🤖 AI Summary
To address performance degradation of the global model in federated learning caused by non-IID client data distributions, this paper proposes a distribution-aware client selection mechanism. It dynamically evaluates each client’s label distribution against a target distribution—either the balanced (uniform) distribution or the federated joint distribution—and prioritizes clients with higher alignment for participation in each training round. The method innovatively introduces a switchable target distribution mode to adaptively handle both local and global imbalance scenarios, and incorporates a lightweight distribution statistics module that seamlessly integrates with mainstream algorithms such as FedAvg, FedProx, and SCAFFOLD. Experiments on CIFAR-10 and Fashion-MNIST demonstrate that the proposed approach significantly improves convergence speed and final model accuracy. Specifically, aligning with the balanced distribution yields optimal performance under local imbalance, whereas alignment with the joint distribution is more effective under global imbalance.
📝 Abstract
Federated learning (FL) is a distributed learning paradigm that allows multiple clients to jointly train a shared model while maintaining data privacy. Despite its great potential for domains with strict data privacy requirements, the presence of data imbalance among clients is a thread to the success of FL, as it causes the performance of the shared model to decrease. To address this, various studies have proposed enhancements to existing FL strategies, particularly through client selection methods that mitigate the detrimental effects of data imbalance.
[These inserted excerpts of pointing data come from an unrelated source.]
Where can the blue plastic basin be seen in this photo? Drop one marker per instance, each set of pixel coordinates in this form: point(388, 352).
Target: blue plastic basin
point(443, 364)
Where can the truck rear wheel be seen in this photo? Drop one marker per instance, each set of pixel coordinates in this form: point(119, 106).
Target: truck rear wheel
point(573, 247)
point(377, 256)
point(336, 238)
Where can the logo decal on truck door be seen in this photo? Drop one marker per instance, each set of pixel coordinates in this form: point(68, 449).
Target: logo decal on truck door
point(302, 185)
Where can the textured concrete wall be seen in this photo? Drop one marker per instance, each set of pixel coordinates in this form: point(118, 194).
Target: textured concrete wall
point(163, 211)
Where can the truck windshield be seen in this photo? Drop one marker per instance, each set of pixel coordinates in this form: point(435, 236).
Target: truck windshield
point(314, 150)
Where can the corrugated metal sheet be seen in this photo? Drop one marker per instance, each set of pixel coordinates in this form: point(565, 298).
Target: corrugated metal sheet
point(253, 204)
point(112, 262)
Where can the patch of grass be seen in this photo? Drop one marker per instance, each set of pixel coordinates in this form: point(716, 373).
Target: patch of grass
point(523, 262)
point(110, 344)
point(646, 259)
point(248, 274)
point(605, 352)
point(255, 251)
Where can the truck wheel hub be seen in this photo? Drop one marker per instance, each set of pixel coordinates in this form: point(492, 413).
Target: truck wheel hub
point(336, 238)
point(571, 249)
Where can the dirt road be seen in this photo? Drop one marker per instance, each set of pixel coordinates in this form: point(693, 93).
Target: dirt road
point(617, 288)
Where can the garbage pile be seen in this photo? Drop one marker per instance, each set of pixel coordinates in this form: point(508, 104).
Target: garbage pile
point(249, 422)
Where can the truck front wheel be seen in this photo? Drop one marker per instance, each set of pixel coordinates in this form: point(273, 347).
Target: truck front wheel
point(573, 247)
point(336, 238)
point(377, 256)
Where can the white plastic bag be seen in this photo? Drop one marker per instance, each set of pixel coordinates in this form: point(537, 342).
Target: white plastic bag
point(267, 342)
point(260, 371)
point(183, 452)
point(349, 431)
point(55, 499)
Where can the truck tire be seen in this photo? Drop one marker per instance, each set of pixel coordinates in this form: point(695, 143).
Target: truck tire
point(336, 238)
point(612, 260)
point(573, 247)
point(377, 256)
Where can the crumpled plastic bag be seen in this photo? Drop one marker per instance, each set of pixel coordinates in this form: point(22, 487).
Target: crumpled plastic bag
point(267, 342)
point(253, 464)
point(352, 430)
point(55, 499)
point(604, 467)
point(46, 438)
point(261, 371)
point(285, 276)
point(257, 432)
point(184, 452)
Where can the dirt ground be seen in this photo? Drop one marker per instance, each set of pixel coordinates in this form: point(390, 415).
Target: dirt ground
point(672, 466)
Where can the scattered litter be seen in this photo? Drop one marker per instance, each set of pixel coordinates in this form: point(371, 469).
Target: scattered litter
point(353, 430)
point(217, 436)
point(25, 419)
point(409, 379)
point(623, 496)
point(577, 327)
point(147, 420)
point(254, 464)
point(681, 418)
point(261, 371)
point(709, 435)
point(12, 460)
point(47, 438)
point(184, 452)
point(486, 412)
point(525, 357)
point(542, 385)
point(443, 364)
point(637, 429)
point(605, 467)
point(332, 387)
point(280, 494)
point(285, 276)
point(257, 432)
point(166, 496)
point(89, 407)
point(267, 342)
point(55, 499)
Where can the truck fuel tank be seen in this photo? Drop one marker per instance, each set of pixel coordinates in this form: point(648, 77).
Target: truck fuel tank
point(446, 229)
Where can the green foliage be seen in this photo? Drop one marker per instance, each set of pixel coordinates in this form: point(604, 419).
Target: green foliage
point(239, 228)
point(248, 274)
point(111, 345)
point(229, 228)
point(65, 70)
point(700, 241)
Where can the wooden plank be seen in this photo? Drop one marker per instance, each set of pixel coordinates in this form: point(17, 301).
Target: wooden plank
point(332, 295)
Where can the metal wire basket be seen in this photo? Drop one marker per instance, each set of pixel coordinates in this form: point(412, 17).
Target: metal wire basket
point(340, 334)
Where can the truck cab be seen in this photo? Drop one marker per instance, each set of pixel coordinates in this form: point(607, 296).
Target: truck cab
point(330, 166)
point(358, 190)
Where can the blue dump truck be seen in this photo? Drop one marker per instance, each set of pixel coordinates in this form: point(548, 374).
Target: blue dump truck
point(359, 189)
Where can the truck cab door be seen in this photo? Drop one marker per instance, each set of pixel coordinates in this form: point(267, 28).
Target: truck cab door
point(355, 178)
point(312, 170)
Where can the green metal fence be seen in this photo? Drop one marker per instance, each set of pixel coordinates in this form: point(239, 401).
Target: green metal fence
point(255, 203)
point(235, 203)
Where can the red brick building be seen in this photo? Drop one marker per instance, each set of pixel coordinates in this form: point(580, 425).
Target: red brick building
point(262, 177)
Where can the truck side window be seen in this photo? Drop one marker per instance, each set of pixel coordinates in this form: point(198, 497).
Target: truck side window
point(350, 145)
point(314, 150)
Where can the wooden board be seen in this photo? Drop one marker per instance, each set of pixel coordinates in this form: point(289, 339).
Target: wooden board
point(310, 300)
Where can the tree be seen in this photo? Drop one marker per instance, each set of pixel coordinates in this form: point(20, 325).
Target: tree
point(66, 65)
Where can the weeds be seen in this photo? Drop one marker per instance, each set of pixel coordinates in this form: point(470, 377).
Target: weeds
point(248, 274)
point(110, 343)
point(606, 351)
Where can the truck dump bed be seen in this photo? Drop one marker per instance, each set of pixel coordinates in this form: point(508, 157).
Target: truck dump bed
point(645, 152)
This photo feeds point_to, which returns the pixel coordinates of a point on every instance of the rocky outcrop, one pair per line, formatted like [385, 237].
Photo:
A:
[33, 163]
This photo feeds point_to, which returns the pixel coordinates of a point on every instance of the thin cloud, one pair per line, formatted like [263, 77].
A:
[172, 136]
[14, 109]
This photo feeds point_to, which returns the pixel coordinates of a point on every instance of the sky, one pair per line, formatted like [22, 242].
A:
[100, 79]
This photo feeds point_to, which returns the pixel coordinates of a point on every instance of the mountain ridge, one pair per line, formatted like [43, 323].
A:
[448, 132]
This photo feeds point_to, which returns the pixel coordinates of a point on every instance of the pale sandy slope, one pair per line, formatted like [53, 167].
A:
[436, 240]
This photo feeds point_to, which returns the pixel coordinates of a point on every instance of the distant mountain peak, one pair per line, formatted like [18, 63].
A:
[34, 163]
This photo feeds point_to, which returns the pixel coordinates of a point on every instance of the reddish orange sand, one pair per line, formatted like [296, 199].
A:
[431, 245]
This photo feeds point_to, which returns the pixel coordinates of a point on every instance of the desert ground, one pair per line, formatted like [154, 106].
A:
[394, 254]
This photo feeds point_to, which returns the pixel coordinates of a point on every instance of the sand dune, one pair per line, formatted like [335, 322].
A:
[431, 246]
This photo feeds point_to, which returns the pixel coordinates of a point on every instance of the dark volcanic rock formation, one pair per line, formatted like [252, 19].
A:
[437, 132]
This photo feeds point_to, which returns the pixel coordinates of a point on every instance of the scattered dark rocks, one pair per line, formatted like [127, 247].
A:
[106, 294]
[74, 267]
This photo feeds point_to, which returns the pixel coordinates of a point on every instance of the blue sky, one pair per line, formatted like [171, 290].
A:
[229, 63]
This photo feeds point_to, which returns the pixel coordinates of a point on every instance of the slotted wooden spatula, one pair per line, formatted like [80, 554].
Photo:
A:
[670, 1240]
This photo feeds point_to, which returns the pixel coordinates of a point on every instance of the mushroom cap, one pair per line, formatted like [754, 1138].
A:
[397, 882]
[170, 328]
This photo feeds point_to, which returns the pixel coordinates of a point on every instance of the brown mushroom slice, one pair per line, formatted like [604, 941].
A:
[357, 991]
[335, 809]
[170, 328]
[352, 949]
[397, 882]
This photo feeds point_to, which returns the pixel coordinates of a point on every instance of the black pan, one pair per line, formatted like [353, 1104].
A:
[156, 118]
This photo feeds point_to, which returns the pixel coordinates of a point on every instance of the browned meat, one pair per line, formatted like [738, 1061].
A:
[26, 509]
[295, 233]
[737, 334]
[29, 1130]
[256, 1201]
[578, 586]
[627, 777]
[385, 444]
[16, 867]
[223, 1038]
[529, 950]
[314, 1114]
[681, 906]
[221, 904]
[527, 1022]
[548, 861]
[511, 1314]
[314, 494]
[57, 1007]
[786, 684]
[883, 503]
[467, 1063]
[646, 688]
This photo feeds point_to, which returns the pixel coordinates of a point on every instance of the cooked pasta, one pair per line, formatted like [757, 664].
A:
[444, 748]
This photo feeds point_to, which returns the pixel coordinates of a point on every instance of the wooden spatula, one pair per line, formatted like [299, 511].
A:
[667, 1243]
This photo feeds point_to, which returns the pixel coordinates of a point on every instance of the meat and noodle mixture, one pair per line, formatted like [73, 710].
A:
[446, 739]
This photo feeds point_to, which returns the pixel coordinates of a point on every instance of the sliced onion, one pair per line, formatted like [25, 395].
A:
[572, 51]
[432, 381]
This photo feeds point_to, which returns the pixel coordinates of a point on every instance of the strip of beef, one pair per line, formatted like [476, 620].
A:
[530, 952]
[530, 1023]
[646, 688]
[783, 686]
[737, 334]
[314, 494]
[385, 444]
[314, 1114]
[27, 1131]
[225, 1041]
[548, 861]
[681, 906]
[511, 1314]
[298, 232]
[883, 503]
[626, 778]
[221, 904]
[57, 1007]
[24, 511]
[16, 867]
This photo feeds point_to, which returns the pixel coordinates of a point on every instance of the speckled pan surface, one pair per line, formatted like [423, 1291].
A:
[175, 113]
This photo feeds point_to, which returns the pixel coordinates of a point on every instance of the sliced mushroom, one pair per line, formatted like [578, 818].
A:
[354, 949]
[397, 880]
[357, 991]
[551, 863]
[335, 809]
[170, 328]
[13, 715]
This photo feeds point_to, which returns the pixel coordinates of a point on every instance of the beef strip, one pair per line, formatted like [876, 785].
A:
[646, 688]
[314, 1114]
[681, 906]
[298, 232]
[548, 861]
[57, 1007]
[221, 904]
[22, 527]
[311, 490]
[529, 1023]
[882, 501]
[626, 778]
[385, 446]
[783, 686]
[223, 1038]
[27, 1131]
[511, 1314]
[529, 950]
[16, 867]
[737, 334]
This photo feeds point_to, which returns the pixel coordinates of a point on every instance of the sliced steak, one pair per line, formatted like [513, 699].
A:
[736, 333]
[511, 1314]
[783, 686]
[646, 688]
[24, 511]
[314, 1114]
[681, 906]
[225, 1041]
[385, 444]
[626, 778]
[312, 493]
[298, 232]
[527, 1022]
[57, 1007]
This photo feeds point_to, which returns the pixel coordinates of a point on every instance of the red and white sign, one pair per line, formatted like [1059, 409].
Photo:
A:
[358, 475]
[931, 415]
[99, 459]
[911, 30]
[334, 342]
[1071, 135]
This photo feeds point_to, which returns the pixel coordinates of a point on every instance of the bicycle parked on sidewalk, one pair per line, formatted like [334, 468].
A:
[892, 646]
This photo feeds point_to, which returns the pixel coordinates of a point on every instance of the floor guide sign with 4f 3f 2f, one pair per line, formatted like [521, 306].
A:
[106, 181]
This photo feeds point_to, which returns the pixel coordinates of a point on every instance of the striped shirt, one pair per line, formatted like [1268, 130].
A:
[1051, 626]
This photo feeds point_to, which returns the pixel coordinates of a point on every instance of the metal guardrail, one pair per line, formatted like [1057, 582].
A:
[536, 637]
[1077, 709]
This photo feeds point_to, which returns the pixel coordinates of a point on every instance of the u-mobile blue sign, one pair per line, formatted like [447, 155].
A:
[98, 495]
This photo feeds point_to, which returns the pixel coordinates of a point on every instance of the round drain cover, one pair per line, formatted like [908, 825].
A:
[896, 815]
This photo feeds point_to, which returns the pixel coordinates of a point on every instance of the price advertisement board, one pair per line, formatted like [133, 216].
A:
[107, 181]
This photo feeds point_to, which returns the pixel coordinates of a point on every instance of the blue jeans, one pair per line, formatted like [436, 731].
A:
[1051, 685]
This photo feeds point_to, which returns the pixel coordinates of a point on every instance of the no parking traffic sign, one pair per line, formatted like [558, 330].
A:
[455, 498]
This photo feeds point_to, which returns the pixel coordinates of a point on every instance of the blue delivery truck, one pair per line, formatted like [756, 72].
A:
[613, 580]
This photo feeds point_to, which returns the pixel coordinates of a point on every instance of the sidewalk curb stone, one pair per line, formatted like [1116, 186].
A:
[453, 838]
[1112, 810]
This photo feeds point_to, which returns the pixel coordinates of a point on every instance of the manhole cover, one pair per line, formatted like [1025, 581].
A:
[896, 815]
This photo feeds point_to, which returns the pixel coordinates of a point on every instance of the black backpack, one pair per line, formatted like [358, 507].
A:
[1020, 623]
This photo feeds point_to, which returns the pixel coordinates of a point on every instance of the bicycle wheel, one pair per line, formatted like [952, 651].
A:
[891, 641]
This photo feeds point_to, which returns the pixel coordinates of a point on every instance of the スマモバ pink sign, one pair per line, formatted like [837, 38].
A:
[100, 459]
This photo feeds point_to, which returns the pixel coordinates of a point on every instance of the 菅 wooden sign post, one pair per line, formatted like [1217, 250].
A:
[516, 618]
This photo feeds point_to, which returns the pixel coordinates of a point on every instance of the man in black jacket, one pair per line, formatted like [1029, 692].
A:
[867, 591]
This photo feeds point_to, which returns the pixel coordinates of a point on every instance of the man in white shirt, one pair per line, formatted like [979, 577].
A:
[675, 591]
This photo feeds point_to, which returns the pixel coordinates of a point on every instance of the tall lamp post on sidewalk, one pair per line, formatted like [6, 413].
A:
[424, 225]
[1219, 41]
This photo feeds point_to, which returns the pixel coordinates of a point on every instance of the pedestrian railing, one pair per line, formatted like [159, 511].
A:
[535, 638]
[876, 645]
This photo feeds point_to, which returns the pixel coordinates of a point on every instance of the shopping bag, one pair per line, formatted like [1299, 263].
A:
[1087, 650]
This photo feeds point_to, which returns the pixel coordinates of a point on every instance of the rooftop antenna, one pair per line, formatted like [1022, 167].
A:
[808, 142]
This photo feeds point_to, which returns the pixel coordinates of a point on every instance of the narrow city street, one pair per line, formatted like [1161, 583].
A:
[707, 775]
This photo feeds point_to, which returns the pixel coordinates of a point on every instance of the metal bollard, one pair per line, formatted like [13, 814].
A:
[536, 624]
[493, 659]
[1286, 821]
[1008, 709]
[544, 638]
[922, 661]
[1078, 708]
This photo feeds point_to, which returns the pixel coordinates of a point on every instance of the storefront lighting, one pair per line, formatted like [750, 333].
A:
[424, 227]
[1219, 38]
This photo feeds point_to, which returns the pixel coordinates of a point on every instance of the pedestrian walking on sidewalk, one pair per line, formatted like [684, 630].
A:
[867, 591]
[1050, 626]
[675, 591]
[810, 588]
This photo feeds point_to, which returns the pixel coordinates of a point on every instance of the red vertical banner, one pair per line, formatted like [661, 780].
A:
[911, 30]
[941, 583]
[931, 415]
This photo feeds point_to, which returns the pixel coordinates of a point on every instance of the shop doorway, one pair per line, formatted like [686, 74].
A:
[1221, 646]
In this paper, we propose an extension to existing FL strategies, which selects active clients that best align the current label distribution with one of two target distributions, namely a balanced distribution or the federations combined label distribution. Subsequently, we empirically verify the improvements through our distribution-controlled client selection on three common FL strategies and two datasets. Our results show that while aligning the label distribution with a balanced distribution yields the greatest improvements facing local imbalance, alignment with the federation's combined label distribution is superior for global imbalance.